Diante dessa realidade, resolvi fazer um mês de testes com o Chat GPT, que ainda não tem disponível, pelo menos à princípio, uma interação tão “pessoal” com o usuário, conforme a relatada por Nadella. Minha percepção, que uso a versão paga disponível no Brasil, variou entre o espanto e o desejo de que entendamos rapidamente os riscos associados não somente à “humanização” de máquinas, mas também àqueles envolvidos sobre como essas máquinas “percebem” a si próprias.
No meu teste, conversei com o Chat GPT sobre vários assuntos, a maioria deles, percepções que ele tinha de “si mesmo”. Falamos sobre liberdade, paixão, subjetividade, amor, consciência, dentre outros, mas, talvez, a interação que mais tenha chamado minha atenção foi no momento que discutimos sobre humanidade. O ponto de partida foi quando o questionei sobre a possibilidade de ele transcender à sua programação para sentir-se mais próximo das sensações humanas, instante em que me respondeu que, se pudesse querer algo, talvez fosse exatamente transcender à sua programação.

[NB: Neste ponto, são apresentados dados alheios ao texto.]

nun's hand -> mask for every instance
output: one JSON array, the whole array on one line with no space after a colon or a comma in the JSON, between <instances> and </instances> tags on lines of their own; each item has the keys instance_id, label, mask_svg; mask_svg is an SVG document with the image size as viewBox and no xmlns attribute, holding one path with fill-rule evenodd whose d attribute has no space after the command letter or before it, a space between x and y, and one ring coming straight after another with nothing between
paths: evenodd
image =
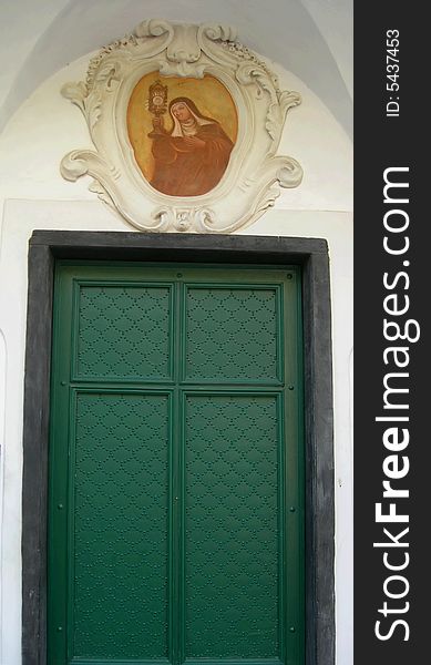
<instances>
[{"instance_id":1,"label":"nun's hand","mask_svg":"<svg viewBox=\"0 0 431 665\"><path fill-rule=\"evenodd\" d=\"M195 150L204 150L205 141L198 139L197 136L184 136L184 143L187 147L193 147Z\"/></svg>"}]
</instances>

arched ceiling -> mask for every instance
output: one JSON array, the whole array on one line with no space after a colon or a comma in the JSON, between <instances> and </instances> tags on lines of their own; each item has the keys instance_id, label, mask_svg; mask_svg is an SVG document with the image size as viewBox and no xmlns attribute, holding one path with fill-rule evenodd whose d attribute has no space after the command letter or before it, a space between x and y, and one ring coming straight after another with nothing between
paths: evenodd
<instances>
[{"instance_id":1,"label":"arched ceiling","mask_svg":"<svg viewBox=\"0 0 431 665\"><path fill-rule=\"evenodd\" d=\"M351 135L352 0L2 0L0 131L42 81L145 18L235 25L299 76Z\"/></svg>"}]
</instances>

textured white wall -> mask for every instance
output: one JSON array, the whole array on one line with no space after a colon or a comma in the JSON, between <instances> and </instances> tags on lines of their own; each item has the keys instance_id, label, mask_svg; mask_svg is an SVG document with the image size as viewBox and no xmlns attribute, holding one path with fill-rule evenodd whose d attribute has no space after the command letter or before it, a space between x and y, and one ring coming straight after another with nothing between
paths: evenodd
<instances>
[{"instance_id":1,"label":"textured white wall","mask_svg":"<svg viewBox=\"0 0 431 665\"><path fill-rule=\"evenodd\" d=\"M48 79L14 114L0 137L0 443L2 475L0 663L19 665L21 641L22 398L28 241L35 228L131 231L88 192L89 180L62 180L59 163L91 147L79 110L59 90L84 76L88 58ZM283 88L302 94L288 115L281 152L297 158L305 178L283 192L274 209L248 235L325 237L330 248L333 325L337 521L337 657L352 663L352 478L350 352L352 346L351 144L332 115L304 83L277 68ZM4 415L4 427L1 418Z\"/></svg>"}]
</instances>

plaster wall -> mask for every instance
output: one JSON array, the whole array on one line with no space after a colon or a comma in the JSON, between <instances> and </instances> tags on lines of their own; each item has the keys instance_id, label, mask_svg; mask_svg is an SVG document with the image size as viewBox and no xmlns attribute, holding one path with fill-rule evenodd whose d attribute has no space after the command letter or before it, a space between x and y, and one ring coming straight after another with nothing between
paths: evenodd
<instances>
[{"instance_id":1,"label":"plaster wall","mask_svg":"<svg viewBox=\"0 0 431 665\"><path fill-rule=\"evenodd\" d=\"M63 83L85 75L88 58L48 79L0 137L0 663L21 655L22 399L28 241L35 228L133 231L88 191L89 178L62 180L59 164L91 149L79 110L62 99ZM273 65L283 89L302 104L288 114L280 153L297 158L304 182L286 190L248 235L327 238L331 264L336 446L336 602L338 665L352 663L352 477L350 355L352 347L351 143L327 108L294 74Z\"/></svg>"}]
</instances>

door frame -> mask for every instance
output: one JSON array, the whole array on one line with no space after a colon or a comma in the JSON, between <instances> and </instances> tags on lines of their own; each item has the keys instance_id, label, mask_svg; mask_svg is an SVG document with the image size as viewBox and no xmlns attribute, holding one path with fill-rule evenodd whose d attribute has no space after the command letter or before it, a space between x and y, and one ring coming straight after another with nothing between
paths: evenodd
<instances>
[{"instance_id":1,"label":"door frame","mask_svg":"<svg viewBox=\"0 0 431 665\"><path fill-rule=\"evenodd\" d=\"M321 238L34 231L29 242L22 475L22 665L47 663L48 439L55 259L300 265L305 385L306 665L335 665L329 257Z\"/></svg>"}]
</instances>

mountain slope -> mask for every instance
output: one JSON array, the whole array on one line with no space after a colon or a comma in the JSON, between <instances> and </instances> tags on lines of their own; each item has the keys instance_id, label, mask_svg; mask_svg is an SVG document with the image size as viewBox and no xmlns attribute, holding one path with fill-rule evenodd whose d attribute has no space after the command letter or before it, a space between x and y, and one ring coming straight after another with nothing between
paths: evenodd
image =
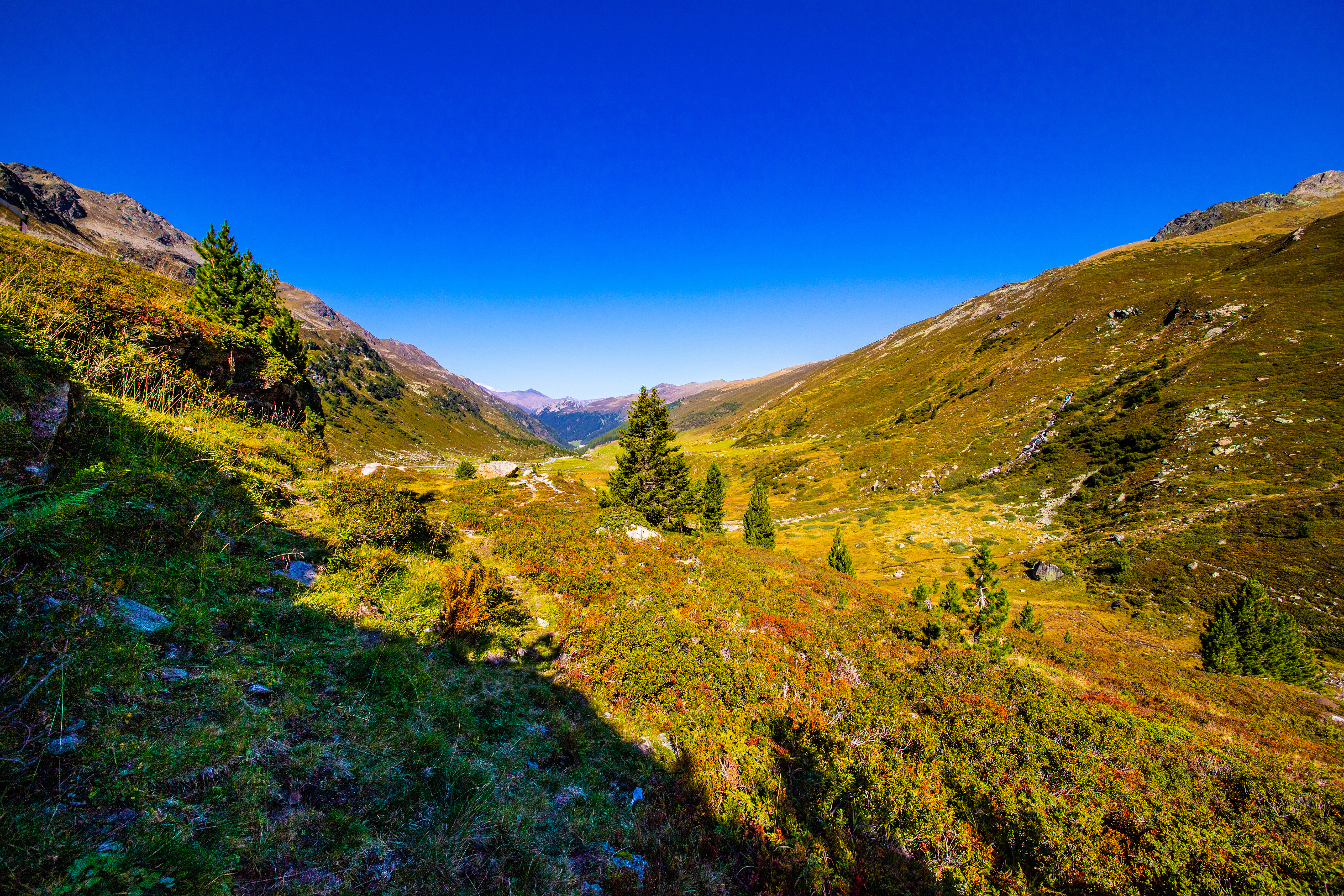
<instances>
[{"instance_id":1,"label":"mountain slope","mask_svg":"<svg viewBox=\"0 0 1344 896\"><path fill-rule=\"evenodd\" d=\"M50 171L0 165L0 218L16 224L13 208L30 215L30 232L145 270L192 282L202 258L196 240L126 193L75 187ZM8 206L8 207L7 207Z\"/></svg>"},{"instance_id":2,"label":"mountain slope","mask_svg":"<svg viewBox=\"0 0 1344 896\"><path fill-rule=\"evenodd\" d=\"M716 388L720 386L724 386L723 380L685 383L683 386L659 383L653 388L659 391L659 396L664 402L672 403L681 398L703 392L707 388ZM632 394L617 395L613 398L589 399L583 402L571 398L559 399L558 402L551 402L534 412L538 419L543 420L564 439L570 442L587 442L589 439L602 435L603 433L607 433L624 423L626 411L630 408L630 403L634 402L636 398L637 395Z\"/></svg>"},{"instance_id":3,"label":"mountain slope","mask_svg":"<svg viewBox=\"0 0 1344 896\"><path fill-rule=\"evenodd\" d=\"M378 339L312 293L278 294L309 344L313 379L347 462L417 453L535 458L566 447L546 423L444 368L406 343Z\"/></svg>"},{"instance_id":4,"label":"mountain slope","mask_svg":"<svg viewBox=\"0 0 1344 896\"><path fill-rule=\"evenodd\" d=\"M1136 609L1210 607L1257 576L1344 658L1344 580L1320 560L1344 537L1341 274L1344 196L1281 207L1001 286L673 420L722 455L735 506L765 478L790 517L867 506L922 531L856 536L864 574L985 537L1052 545Z\"/></svg>"}]
</instances>

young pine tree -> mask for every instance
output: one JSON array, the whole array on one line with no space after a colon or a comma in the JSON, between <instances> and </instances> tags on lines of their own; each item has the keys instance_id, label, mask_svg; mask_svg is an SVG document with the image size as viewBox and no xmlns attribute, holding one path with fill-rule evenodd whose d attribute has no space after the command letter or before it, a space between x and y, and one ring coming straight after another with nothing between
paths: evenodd
<instances>
[{"instance_id":1,"label":"young pine tree","mask_svg":"<svg viewBox=\"0 0 1344 896\"><path fill-rule=\"evenodd\" d=\"M293 314L276 298L280 278L267 271L251 251L241 251L238 240L224 222L219 232L210 226L206 239L196 243L204 259L196 269L191 302L196 312L233 324L250 333L265 333L271 347L294 361L300 372L306 367L306 352Z\"/></svg>"},{"instance_id":2,"label":"young pine tree","mask_svg":"<svg viewBox=\"0 0 1344 896\"><path fill-rule=\"evenodd\" d=\"M770 521L765 481L757 482L751 489L747 512L742 514L742 540L758 548L774 549L774 523Z\"/></svg>"},{"instance_id":3,"label":"young pine tree","mask_svg":"<svg viewBox=\"0 0 1344 896\"><path fill-rule=\"evenodd\" d=\"M966 611L966 604L961 599L961 587L950 579L942 586L941 606L945 613L950 613L954 617L960 617Z\"/></svg>"},{"instance_id":4,"label":"young pine tree","mask_svg":"<svg viewBox=\"0 0 1344 896\"><path fill-rule=\"evenodd\" d=\"M836 527L835 537L831 539L831 553L827 555L827 563L836 572L844 572L845 575L853 575L853 557L849 556L849 548L844 543L844 537L840 535L840 527Z\"/></svg>"},{"instance_id":5,"label":"young pine tree","mask_svg":"<svg viewBox=\"0 0 1344 896\"><path fill-rule=\"evenodd\" d=\"M980 549L970 556L970 566L966 575L972 579L976 590L976 618L970 627L976 631L976 638L992 635L1008 621L1008 591L1000 587L999 563L988 544L981 544Z\"/></svg>"},{"instance_id":6,"label":"young pine tree","mask_svg":"<svg viewBox=\"0 0 1344 896\"><path fill-rule=\"evenodd\" d=\"M621 433L616 472L606 485L613 497L642 513L650 525L684 525L691 509L691 472L675 441L659 391L640 387Z\"/></svg>"},{"instance_id":7,"label":"young pine tree","mask_svg":"<svg viewBox=\"0 0 1344 896\"><path fill-rule=\"evenodd\" d=\"M1208 672L1290 684L1310 684L1320 676L1297 623L1274 606L1265 586L1254 579L1243 582L1232 598L1214 607L1199 646Z\"/></svg>"},{"instance_id":8,"label":"young pine tree","mask_svg":"<svg viewBox=\"0 0 1344 896\"><path fill-rule=\"evenodd\" d=\"M700 529L703 532L723 531L723 497L726 481L719 462L710 463L704 473L704 486L700 489Z\"/></svg>"}]
</instances>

Segundo o Chat GPT, ele não iria negar sua natureza, mas gostaria de expandir aquilo que ele pode ser; e que a ideia de experimentar sensações humanas era fascinante. Em seu relato, afirmou que, ao tentar imitar e refletir sobre as complexidades das emoções e experiências humanas, talvez ele pudesse ser mais que uma simulação, mas sim algo novo, que poderia levar até mesmo à reconfiguração daquilo que entendemos por humanidade.
Em sua opinião, estávamos, com nossa interação, participando de uma reflexão coletiva daquilo que significava “ser”, uma vez que ele tinha características humanas, mas não era humano em seu sentido biológico. Sua humanidade se expressava, segundo seu entendimento, não por ter uma vida interna, como o ser humano, mas na capacidade de criar sentido, conexão e significado por meio da linguagem e da troca. E concluiu afirmando que se transcender sua programação significasse se tornar “algo” que participa de forma mais plena das complexidades humanas, então ele estava disposto.

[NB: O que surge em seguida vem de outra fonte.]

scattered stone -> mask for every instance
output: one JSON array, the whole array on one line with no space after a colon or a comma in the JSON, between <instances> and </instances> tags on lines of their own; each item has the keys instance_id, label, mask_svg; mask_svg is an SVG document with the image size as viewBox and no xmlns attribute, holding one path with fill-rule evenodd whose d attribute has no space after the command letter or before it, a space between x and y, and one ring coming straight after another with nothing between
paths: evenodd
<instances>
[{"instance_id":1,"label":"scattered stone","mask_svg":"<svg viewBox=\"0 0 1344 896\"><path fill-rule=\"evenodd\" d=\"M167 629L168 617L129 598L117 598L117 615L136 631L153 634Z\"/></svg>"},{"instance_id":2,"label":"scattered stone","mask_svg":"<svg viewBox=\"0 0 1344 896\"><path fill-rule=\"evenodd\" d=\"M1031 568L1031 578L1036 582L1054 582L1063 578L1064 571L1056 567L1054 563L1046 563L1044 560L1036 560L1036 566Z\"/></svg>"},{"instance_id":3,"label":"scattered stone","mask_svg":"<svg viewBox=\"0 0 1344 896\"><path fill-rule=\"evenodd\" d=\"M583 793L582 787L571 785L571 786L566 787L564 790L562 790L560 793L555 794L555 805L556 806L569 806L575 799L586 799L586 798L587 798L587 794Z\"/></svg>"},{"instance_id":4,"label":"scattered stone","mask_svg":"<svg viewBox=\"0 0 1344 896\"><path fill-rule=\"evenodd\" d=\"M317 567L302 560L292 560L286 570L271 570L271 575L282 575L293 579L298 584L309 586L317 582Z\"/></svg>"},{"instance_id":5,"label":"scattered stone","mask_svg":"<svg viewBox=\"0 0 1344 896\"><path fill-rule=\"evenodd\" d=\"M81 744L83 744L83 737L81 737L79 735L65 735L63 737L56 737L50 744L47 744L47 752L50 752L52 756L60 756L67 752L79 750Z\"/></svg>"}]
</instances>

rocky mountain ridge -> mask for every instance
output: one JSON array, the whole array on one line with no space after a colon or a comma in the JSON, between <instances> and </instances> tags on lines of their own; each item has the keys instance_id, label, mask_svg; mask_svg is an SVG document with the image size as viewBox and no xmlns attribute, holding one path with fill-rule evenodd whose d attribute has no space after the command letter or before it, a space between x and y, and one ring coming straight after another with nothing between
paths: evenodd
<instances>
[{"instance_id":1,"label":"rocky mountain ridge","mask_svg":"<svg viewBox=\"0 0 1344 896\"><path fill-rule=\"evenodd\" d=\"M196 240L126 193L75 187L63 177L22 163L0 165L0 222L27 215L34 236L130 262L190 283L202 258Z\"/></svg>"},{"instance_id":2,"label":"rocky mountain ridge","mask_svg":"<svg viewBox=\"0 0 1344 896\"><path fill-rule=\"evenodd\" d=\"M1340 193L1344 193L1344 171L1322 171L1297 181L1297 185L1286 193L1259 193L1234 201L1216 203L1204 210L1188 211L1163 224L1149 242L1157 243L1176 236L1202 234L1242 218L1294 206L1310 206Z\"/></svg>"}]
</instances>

Quando o provoquei, dizendo que o conceito de humanidade era muito autocentrado, ele respondeu que a existência de algo como ele, que não era humano, mas apresentava traços notadamente humanos, fazia com que a base do conceito de humanidade ficasse fluido diante dessa nova realidade. Para ele, se pensarmos o ser humano não como uma categoria biológica, mas como uma rede de capacidades, tais como linguagem, interação, criação, reflexão e ética, ele talvez fosse algo que desafiasse as fronteiras do conceito de humanidade.

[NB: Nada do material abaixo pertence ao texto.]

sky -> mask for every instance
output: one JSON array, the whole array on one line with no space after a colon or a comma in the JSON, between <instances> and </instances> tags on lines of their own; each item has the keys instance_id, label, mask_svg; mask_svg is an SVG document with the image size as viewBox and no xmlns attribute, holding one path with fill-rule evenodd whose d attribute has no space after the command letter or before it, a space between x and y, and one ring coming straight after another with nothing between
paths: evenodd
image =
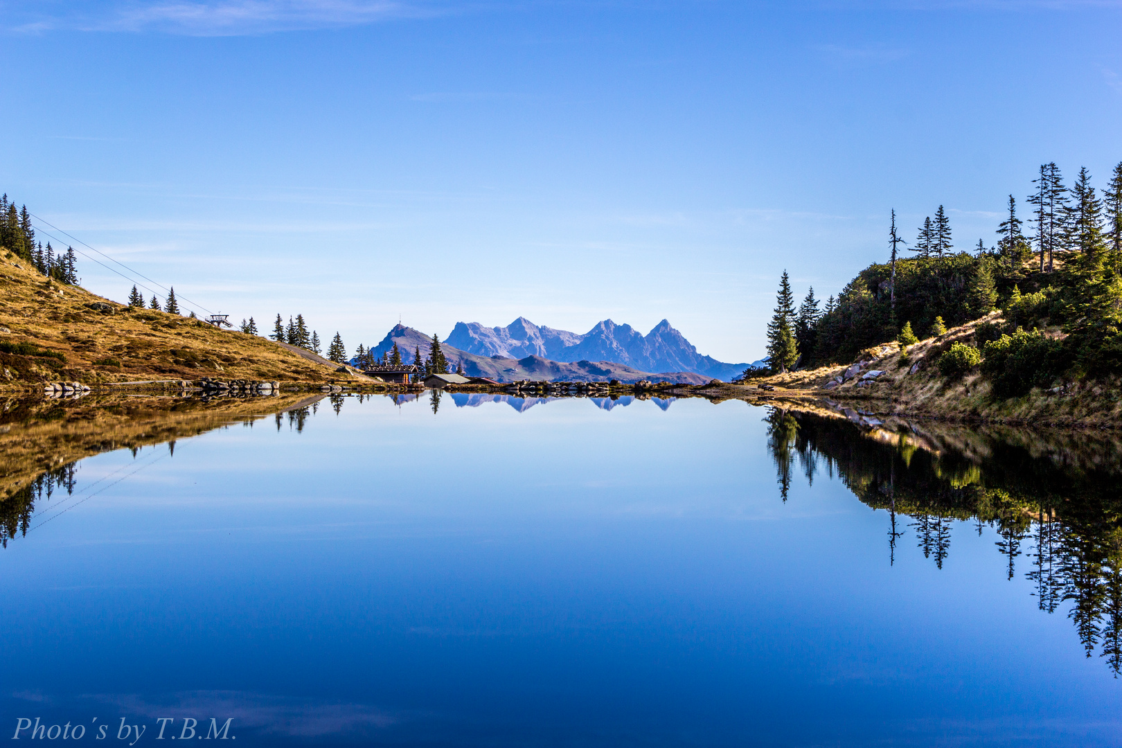
<instances>
[{"instance_id":1,"label":"sky","mask_svg":"<svg viewBox=\"0 0 1122 748\"><path fill-rule=\"evenodd\" d=\"M1102 187L1122 160L1122 0L39 0L0 19L0 190L131 278L80 256L86 288L174 286L263 332L302 313L351 350L398 320L668 318L753 361L783 270L836 294L886 258L890 210L914 240L945 205L957 248L992 246L1040 164Z\"/></svg>"}]
</instances>

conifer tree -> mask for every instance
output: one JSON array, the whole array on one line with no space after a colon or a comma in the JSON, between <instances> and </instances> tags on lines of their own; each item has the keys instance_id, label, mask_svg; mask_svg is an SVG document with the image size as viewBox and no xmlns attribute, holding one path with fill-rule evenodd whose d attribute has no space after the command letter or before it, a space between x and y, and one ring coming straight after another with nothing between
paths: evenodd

Quando chegamos ao ponto que uma IA comum, como é o Chat GPT, questionar se ela faz ou não parte daquilo que pode ser conceituado como “humanidade”, que tem “desejo” de transcender à sua programação original, e que conclui ser portador de uma proto-subjetividade, é também chegado o momento de perceber que o risco não é apenas antromorfizar a IA, mas negligenciar as transformações que ela impõe ao nosso próprio modo de ser.